Per lui la persona che è oggi è la sua certezza. Perderla significherebbe affrontare un’oscurità ancor più profonda della gabbia dorata in cui si è rinchiuso (e di cui non riesce a liberarsi). L’arrivo di Becky, che rappresenta il movimento opposto all’immobilità spazio-temporale di Gilbert, cambia ogni cosa. Lei e il suo amore divengono la luce che illumina la vita del protagonista di Buon compleanno Mr. Grape, che risplende nel rosso di uno stupendo tramonto visto dai due, la prima pennellata di vero colore in un quadro sbiadito e pastello. È grazie a lei, che si sente cittadina del mondo e non si è lasciata immobilizzare in una città o in un personaggio, se il ragazzo permette a sé stesso di trasgredire dal suo ruolo, di sorpassare le aspettative della sua famiglia e di pensare solo a Gilbert. Almeno per un giorno. Da Becky si rifugia quando la sua maschera perde pezzi, perché assieme si sentono meno soli. Sono l’uno l’inizio di una nuova vita per l’altra.

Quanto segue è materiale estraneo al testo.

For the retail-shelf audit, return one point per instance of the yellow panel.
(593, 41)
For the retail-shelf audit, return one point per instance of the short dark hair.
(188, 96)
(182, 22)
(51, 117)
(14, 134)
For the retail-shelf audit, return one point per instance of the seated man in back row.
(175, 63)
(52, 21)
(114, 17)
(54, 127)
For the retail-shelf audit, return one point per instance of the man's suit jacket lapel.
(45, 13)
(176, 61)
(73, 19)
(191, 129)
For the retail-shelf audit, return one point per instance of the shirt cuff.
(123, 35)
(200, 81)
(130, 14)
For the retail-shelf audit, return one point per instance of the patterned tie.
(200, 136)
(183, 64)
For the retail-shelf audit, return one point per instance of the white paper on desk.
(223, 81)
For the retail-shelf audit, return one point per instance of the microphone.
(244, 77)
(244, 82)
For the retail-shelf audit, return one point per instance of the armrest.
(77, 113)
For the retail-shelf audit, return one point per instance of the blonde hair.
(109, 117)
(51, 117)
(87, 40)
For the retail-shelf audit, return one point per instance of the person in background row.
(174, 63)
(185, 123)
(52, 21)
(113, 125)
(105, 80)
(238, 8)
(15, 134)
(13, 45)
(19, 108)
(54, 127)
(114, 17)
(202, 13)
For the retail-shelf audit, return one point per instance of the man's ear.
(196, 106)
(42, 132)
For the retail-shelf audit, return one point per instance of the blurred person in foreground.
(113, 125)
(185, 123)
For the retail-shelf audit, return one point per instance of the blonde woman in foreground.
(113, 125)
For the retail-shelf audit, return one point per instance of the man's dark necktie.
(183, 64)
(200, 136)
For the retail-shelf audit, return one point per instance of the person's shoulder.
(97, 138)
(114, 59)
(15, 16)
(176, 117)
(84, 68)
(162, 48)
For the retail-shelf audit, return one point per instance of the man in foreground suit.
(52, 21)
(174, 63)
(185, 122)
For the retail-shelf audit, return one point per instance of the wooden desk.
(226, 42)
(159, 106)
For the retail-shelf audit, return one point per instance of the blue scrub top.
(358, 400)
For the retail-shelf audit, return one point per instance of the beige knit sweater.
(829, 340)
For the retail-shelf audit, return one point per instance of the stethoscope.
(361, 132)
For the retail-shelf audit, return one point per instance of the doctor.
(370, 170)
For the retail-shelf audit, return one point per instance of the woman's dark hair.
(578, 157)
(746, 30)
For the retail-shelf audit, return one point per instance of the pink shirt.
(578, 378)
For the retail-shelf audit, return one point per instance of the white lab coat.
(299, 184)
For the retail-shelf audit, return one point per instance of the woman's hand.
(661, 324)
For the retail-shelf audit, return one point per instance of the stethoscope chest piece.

Importante è quel pomeriggio che passano assieme, in cui Becky gli chiede semplicemente “Cosa ti va di fare?” e, così facendo, lo aiuta a scoprire sé stesso, a coinvolgerlo in questa sensazione di condivisione e ad avviare un necessario e importante processo da cui non può più tornare indietro. Così, allo stesso modo dei caravan che “fanno l’unica cosa da fare, passano e se ne vanno”, Becky sta offrendo a Gilbert la via di fuga da l’immutabile Endora.
Buon compleanno Mr. Grape ha, dunque, queste due anime racchiuse in sé, in cui da un lato c’è tutto ciò che è fermo e immobile e dall’altro l’instabilità, il movimento e il carpe diem. Lo si vede anche nella contrapposizione tra la vita statica dei Grape e la loro casa dal pavimento scricchiolante che rischia di crollare in ogni momento. Soprattutto a causa della madre. Bonnie incombe sulla sua famiglia con il suo dolore e la sua minaccia, non riconoscendo a Gilbert i suoi meriti ma continuando a scaricare su di lui le responsabilità che comporterebbero a un genitore, in particolare quelle sull’Arnie di Leonardo DiCaprio. Prima di morire, però, Bonnie riesce a riallacciare il rapporto con Gilbert e a riconoscergli ciò che gli spetta. Ed è allora che Gilbert, non volendo che la madre venga trattata ancora come il fenomeno da baraccone di turno (facendola trasportare fuori dalla casa con una gru), brucia la loro dimora. È un fuoco che libera i figli dall’immobilità di una vita tormentata e dalla pesantezza di un passato ingombrante; liberi di andarsene e di vivere la propria esistenza come vogliono.
Ecco che la fine di Buon compleanno Mr. Grape ci fa comprendere quanto sia importante conoscere noi stessi, nei nostri pregi e difetti, per avere gli strumenti per affrontare le sfida della vita, per capire chi siamo e per scegliere il percorso evolutivo più adatto a noi. E così, come Gilbert e Arnie, prendiamo quel caravan di Becky, capendo che l’immobilità può essere sconfitta e dirigendosi verso la nostra personalissima destinazione.